Extract the required data from the Fact Internet Sale table using the spark.sql file, changing some of the names to make them clearer:

In [80]:
fact_internet_sale.createOrReplaceTempView('FactInternetSale')
fact_int_sale_sql = spark.sql('SELECT ProductKey, OrderDateKey, SalesTerritoryKey, OrderQuantity AS UnitsSold, TotalProductCost, SalesAmount AS Revenue, TaxAmt AS Taxes, Freight AS DeliveryCost FROM FactInternetSale')
fact_int_sale_sql.show(5)

+----------+------------+-----------------+---------+----------------+--------+--------+------------+
|ProductKey|OrderDateKey|SalesTerritoryKey|UnitsSold|TotalProductCost| Revenue|   Taxes|DeliveryCost|
+----------+------------+-----------------+---------+----------------+--------+--------+------------+
|       310|    20110701|                6|        1|       2171.2942| 3578.27|286.2616|     89.4568|
|       346|    20110701|                7|        1|       1912.1544| 3399.99|271.9992|     84.9998|
|       346|    20110701|                1|        1|       1912.1544| 3399.99|271.9992|     84.9998|
|       336|    20110701|                4|        1|        413.1463|699.0982| 55.9279|     17.4775|
|       346|    20110701|                9|        1|       1912.1544| 3399.99|271.9992|     84.9998|
+----------+------------+-----------------+---------+----------------+--------+--------+------------+
only showing top 5 rows



Creating "Profit" column: 

In [89]:
profit_sale_sql = fact_int_sale_sql.withColumn("Profit", fact_int_sale_sql.Revenue - (fact_int_sale_sql.TotalProductCost + fact_int_sale_sql.Taxes))
profit_sale_sql.show(3)

+----------+------------+-----------------+---------+----------------+-------+--------+------------+--------------+------------------+
|ProductKey|OrderDateKey|SalesTerritoryKey|UnitsSold|TotalProductCost|Revenue|   Taxes|DeliveryCost|RevenueRevenue|            Profit|
+----------+------------+-----------------+---------+----------------+-------+--------+------------+--------------+------------------+
|       310|    20110701|                6|        1|       2171.2942|3578.27|286.2616|     89.4568|          3578|1120.7142000000003|
|       346|    20110701|                7|        1|       1912.1544|3399.99|271.9992|     84.9998|          3399|1215.8364000000001|
|       346|    20110701|                1|        1|       1912.1544|3399.99|271.9992|     84.9998|          3399|1215.8364000000001|
+----------+------------+-----------------+---------+----------------+-------+--------+------------+--------------+------------------+
only showing top 3 rows



DATE TABLE

Contains day, month and year data linked to the FactSale table, which explains the time and date of the sale.
Includes two Key columns, a large number of duplicate columns for the names of days of the week and months in three languages: English, French and Spanish.
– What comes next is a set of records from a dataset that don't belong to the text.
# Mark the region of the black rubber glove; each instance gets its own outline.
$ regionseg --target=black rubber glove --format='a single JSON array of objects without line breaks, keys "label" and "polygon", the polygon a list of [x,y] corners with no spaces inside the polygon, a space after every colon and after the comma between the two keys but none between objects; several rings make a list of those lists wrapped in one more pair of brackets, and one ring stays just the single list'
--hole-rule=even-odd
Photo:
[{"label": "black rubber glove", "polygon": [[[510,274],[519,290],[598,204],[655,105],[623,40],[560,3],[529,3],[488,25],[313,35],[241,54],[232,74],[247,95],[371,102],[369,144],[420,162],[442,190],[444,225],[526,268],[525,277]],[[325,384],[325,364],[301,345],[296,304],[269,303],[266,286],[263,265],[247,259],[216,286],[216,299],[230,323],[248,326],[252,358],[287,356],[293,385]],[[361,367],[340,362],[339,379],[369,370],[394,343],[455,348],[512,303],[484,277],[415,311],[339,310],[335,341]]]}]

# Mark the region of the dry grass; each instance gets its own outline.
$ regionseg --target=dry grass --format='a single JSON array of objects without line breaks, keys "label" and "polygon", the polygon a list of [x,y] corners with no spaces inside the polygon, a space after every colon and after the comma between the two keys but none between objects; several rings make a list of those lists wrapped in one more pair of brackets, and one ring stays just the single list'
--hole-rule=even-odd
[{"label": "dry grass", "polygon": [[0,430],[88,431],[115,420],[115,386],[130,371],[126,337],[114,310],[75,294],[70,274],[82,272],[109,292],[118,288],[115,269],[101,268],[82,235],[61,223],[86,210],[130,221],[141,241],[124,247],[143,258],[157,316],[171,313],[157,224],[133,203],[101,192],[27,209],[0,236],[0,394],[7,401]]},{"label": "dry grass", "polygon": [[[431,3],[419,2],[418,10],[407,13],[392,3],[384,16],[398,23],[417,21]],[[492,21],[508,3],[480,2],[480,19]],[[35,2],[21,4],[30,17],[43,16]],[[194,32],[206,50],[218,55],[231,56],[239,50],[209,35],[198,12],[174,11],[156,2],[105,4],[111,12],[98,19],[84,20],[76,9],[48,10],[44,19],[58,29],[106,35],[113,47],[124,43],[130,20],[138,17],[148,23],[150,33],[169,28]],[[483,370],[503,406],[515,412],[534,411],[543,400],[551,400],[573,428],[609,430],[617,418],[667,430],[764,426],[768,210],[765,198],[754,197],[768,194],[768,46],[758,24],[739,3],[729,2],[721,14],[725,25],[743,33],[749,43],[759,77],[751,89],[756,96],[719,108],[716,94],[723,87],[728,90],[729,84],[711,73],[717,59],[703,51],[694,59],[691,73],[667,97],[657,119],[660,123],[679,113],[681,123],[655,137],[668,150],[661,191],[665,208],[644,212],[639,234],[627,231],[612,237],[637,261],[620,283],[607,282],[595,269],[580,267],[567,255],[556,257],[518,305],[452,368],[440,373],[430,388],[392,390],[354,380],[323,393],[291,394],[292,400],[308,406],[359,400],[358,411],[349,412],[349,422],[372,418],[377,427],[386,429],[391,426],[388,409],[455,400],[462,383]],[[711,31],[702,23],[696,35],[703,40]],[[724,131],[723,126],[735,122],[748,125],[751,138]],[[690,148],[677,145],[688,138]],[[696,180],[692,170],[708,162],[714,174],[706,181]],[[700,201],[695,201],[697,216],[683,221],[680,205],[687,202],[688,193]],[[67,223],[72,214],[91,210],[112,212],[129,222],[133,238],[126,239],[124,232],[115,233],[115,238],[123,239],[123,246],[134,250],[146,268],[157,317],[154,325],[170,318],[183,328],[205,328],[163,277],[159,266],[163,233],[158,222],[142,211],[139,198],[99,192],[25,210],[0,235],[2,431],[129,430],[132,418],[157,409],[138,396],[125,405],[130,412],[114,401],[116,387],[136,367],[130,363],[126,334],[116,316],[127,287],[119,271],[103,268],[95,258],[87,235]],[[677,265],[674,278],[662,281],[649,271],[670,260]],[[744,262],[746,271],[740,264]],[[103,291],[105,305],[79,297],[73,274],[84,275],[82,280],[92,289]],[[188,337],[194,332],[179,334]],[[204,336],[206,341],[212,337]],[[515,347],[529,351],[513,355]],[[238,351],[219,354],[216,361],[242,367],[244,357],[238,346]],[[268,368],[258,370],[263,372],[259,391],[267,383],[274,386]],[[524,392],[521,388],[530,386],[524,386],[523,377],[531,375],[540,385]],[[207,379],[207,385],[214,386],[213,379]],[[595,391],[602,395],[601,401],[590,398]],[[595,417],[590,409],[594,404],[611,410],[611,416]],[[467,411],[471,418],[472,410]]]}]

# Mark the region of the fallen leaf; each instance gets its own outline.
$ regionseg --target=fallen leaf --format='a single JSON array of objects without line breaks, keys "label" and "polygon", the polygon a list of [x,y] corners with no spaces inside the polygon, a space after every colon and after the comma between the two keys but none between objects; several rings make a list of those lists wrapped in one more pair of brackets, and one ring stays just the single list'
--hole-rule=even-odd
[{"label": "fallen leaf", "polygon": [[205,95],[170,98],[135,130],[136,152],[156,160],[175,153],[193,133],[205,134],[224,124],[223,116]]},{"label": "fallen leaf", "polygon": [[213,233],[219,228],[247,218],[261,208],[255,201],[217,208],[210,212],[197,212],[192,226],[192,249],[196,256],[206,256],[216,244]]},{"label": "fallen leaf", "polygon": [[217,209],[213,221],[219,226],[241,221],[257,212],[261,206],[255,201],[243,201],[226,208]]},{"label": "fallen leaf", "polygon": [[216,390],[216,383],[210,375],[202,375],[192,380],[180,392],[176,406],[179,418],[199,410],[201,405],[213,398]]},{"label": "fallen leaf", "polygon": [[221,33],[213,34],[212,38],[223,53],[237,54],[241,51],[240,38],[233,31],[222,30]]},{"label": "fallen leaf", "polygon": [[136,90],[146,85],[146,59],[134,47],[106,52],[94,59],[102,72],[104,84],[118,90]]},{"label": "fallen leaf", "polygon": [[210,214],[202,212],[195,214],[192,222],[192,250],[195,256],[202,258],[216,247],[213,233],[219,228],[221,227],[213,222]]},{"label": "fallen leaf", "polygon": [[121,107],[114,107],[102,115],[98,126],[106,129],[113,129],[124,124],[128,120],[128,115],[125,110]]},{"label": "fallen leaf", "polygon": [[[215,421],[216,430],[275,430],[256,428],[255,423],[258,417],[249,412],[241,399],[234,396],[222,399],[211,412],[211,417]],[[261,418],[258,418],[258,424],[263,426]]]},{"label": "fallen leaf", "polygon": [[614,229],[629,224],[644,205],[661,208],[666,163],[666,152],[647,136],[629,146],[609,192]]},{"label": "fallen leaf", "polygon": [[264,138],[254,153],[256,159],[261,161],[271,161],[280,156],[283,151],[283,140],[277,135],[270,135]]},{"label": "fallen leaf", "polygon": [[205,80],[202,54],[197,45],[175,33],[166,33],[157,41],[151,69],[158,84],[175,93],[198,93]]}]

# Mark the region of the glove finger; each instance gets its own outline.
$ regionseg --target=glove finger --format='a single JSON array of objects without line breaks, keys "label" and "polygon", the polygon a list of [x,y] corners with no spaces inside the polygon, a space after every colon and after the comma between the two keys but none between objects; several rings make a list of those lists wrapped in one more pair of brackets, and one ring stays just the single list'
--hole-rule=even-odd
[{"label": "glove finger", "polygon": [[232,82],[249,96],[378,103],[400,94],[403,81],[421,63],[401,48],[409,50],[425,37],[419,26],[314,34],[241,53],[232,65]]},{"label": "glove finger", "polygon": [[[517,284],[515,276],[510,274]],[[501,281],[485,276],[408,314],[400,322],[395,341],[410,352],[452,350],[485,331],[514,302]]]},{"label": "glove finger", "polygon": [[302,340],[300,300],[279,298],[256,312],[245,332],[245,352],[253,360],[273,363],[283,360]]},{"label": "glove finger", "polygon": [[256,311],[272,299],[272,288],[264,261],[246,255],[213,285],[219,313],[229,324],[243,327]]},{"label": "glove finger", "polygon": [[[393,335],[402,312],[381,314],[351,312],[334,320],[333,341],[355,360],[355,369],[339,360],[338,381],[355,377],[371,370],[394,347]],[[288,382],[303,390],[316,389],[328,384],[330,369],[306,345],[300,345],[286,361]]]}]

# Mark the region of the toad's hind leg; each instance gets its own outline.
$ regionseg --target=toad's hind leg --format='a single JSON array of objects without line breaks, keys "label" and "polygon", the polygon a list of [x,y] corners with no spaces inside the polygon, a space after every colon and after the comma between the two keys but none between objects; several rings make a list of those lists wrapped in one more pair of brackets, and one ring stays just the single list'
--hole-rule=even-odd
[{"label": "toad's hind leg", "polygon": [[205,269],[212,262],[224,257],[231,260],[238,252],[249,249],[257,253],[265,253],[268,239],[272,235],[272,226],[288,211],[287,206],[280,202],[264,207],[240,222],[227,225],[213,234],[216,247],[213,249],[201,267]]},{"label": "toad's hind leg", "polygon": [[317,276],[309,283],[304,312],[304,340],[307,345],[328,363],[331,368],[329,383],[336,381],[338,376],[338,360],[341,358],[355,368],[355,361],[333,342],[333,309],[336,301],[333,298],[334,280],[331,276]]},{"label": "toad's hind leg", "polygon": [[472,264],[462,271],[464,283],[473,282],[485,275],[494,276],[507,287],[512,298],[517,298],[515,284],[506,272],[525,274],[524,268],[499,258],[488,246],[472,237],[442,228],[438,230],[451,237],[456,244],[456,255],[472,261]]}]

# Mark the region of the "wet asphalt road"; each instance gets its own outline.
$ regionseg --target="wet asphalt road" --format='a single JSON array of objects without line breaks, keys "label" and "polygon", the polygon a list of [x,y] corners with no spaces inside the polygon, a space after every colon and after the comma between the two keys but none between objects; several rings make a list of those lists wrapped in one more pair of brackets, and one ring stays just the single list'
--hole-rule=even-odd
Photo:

All the data types are correct.

In [10]:
date = spark.read.option('header', 'true').csv('Tables_WWI/DimDate.csv', inferSchema=True)
date.printSchema()

root
 |-- DateKey: integer (nullable = true)
 |-- FullDateAlternateKey: timestamp (nullable = true)
 |-- DayNumberOfWeek: integer (nullable = true)
 |-- EnglishDayNameOfWeek: string (nullable = true)
 |-- SpanishDayNameOfWeek: string (nullable = true)
 |-- FrenchDayNameOfWeek: string (nullable = true)
 |-- DayNumberOfMonth: integer (nullable = true)
 |-- DayNumberOfYear: integer (nullable = true)
 |-- WeekNumberOfYear: integer (nullable = true)
 |-- EnglishMonthName: string (nullable = true)
 |-- SpanishMonthName: string (nullable = true)
 |-- FrenchMonthName: string (nullable = true)
 |-- MonthNumberOfYear: integer (nullable = true)
 |-- CalendarQuarter: integer (nullable = true)
 |-- CalendarYear: integer (nullable = true)
 |-- CalendarSemester: integer (nullable = true)
 |-- FiscalQuarter: integer (nullable = true)
 |-- FiscalYear: integer (nullable = true)
 |-- FiscalSemester: integer (nullable = true)



The total number of days recorded: 4017

In [11]:
rows = date.count()
print(f"date DataFrame Rows count : {rows}")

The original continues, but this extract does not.